The Shangri-Las singles chronology
| "Maybe" (1964) | "Out in the Streets" (1965) | "Give Us Your Blessings" (1965) |

= Out in the Streets =

"Out in the Streets" is a song written by Ellie Greenwich and Jeff Barry. It was first recorded by the American girl group the Shangri-Las in 1965 and released as their fifth single. The song was produced by Shadow Morton, arranged by Artie Butler and released on Red Bird Records (RB 10-025) with the Morton composition "The Boy" on the B-Side.
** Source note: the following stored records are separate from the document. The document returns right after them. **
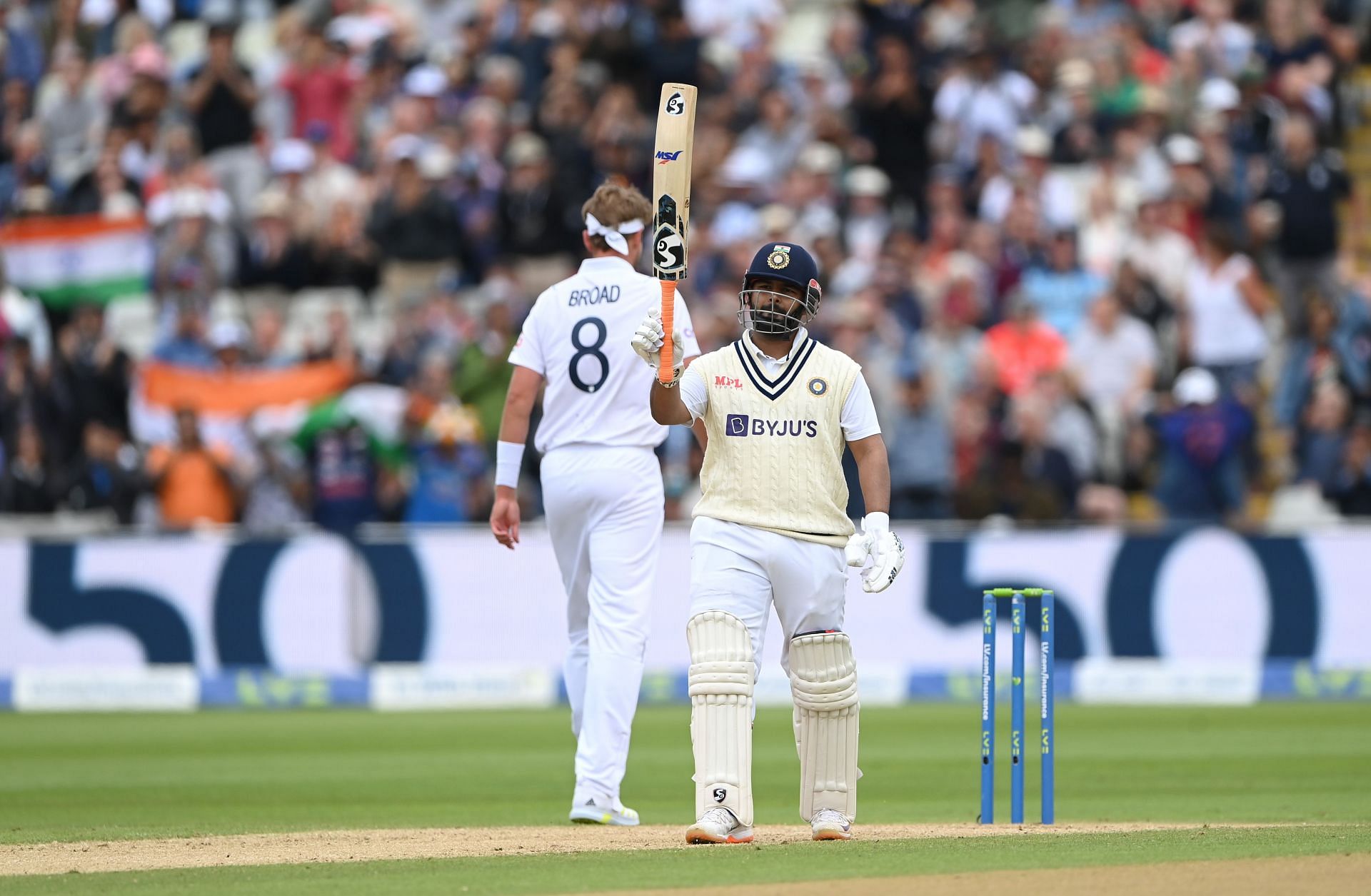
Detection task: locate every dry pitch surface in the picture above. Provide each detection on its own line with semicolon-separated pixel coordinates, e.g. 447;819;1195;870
0;823;1316;893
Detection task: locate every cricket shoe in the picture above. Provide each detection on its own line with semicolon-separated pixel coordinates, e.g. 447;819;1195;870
686;808;753;842
568;797;638;827
809;808;853;840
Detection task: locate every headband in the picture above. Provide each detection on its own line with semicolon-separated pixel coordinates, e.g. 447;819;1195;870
586;212;643;255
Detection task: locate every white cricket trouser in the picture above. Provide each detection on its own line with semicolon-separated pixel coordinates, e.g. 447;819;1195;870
541;446;663;804
690;516;848;674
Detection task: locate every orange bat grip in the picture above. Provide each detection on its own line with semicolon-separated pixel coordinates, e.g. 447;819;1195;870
657;279;676;383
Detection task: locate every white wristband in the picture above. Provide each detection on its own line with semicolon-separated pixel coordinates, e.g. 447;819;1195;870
495;441;523;489
861;511;890;532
It reached number 53 on the US Billboard Top 100.

The Shangri-Las performed "Out in the Streets" on the TV show Shindig! in 1965. Later that year, the song was added to their second album, Shangri-Las-65!

The song was covered by Blondie in 1975; but this cover was not released until 1994, when it was included on The Platinum Collection. Blondie subsequently covered it again in 1999 for their album No Exit.

The song was used in artist Elizabeth Price's 2012 Turner Prize winning video installation The Woolworths Choir of 1979.

The song is sampled in Sharleen Spiteri's song All the Times I Cried.